One of our most important roles as parents is to help our children discover their God given gifts and talents and to help them develop these in order to live the life God created them to live.
When you are planning your learning time with your early grades children, don’t worry about “what your 1st grader should know.” Think about what he does know and what else he wants to know. Is he interested in music? Search for low cost concerts (hint: check your city orchestra’s web site for field trip opportunities), check out books and CDs about the lives of composers, let him mess around with musical instruments, listen to as many different styles of music as you possibly can.
Maybe learning about animals lights her fire. Take her to the zoo, or even just to the back yard to watch the critters. Check out books on animals from the library – and don’t limit yourself to the books written at her level. There are amazing children’s TV shows that are filled with wonderful information on animals. No curriculum required.
In addition to deeply exploring the unique interests of your children, expose them to a broad array of new and interesting experiences so that they can discover interests they never knew they had. A good place to start is to expose them to your own interests. One of the best things about having kids is that I have an excuse to pursue my interest in dinosaurs!
Getting off the “conveyor belt”
The conveyor belt curriculum of most schools by necessity asks every child to be equally mediocre in every subject.
“The aim of public education is not to spread enlightenment at all; it is simply to reduce as many individuals as possible to the same safe level, to breed a standard citizenry, to put down dissent and originality.” ~ H. L. Mencken
The aim of homeschoolers is different. We want our fish to be the best little swimmers they can be. But we’re not going to trouble ourselves if they can’t climb a tree.
There is an infinite amount of knowledge to obtained in this life. Are you worried about gaps in your child’s education? Don’t be. There will be gaps. Aren’t there gaps in your education? There are in mine. What’s important is that I know how to fill the gaps when I need to. I was a woefully inadequate cook when I got married. One of my best meals was Kraft macaroni and cheese with frozen peas stirred in. It was fine because my husband did most of the cooking before we had kids. But when I started staying home, it made more sense for me to prepare the food. So I learned to cook. And now I’m a pretty darn good cook, if I do say so myself.

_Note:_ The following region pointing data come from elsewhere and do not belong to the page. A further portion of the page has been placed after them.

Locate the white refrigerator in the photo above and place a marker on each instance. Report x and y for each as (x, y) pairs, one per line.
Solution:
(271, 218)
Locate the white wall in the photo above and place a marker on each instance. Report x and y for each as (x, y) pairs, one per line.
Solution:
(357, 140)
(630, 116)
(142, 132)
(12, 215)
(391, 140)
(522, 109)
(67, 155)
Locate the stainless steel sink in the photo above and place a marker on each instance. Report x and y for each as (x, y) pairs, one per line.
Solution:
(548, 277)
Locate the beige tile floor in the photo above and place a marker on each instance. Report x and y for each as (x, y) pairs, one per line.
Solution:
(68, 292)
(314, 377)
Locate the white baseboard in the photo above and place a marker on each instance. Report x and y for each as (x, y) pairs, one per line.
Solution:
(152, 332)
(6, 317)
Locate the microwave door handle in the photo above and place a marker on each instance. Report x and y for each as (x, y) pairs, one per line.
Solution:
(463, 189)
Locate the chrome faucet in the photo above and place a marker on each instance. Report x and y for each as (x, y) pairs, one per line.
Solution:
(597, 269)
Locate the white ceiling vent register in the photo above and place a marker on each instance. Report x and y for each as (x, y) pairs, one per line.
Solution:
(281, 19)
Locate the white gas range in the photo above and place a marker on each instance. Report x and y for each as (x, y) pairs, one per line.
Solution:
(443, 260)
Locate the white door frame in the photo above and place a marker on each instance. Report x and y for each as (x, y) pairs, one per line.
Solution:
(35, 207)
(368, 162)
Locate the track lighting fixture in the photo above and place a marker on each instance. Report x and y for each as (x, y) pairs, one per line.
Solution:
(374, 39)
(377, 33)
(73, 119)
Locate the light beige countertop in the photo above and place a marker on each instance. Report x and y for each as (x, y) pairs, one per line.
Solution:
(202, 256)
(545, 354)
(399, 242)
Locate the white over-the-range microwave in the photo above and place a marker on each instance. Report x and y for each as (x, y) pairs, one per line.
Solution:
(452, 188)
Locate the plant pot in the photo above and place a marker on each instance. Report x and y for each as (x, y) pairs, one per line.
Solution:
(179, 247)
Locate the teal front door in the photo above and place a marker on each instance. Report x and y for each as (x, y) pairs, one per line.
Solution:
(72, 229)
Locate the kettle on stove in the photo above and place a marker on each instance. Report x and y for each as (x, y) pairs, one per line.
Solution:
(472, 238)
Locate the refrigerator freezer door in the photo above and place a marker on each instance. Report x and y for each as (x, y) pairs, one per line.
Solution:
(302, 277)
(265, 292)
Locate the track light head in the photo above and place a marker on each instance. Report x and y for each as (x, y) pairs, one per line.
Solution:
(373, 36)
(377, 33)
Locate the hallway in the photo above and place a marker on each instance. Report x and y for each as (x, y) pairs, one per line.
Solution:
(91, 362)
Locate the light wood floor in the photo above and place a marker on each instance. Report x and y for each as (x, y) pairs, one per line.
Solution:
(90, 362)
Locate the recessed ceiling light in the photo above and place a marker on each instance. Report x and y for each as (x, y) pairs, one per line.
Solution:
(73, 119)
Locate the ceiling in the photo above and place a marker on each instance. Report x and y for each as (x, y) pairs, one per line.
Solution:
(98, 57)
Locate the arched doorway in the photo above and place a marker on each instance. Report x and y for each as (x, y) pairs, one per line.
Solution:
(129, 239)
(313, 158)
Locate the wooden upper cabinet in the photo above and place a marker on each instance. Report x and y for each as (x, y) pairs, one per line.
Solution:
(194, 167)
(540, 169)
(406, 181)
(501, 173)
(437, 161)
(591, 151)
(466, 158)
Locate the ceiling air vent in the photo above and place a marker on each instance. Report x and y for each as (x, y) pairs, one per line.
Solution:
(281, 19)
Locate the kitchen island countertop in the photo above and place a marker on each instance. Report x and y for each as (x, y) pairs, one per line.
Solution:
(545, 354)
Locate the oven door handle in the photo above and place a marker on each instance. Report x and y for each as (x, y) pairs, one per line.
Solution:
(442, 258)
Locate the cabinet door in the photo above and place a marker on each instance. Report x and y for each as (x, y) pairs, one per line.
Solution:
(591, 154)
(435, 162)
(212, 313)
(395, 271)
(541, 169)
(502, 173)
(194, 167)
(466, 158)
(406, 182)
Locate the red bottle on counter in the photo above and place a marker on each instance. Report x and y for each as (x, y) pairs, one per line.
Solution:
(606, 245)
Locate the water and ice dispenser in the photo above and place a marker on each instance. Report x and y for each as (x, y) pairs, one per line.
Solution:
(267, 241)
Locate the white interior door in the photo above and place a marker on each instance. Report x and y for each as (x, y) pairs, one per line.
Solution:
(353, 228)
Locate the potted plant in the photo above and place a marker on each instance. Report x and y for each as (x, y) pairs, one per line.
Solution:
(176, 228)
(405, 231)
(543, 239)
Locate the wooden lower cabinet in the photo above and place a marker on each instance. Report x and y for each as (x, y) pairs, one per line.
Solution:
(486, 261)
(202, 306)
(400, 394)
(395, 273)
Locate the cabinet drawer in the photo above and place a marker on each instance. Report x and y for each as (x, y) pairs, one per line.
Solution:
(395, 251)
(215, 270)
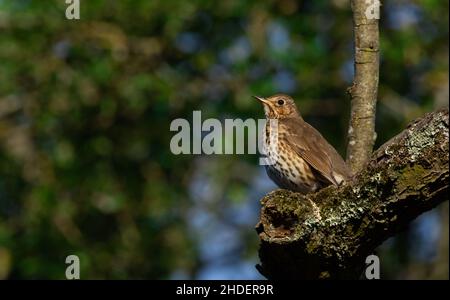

My husband struggled with math throughout high school and college. When he got to a place in his work where he need to do higher level math, he went to Khan Academy and taught himself what he needed to know. It finally stuck because it was relevant and meaningful, and he was able to learn it on his own terms.
Many of the things we want our children to learn will be organically in pursuit of their other interests. A child who wants to cook by himself will be more motivated to learn to read and understand fractions so that he can follow a recipe. A reluctant reader may be inspired to learn to spell so that he can search youtube for videos about his favorite video games.
Since a person cannot possibly know everything there is to know in this world, when deciding what to teach our children it makes sense to start with what lights them up. When their passions and interests are aroused, they will learn and retain so much more than they will following someone else’s agenda.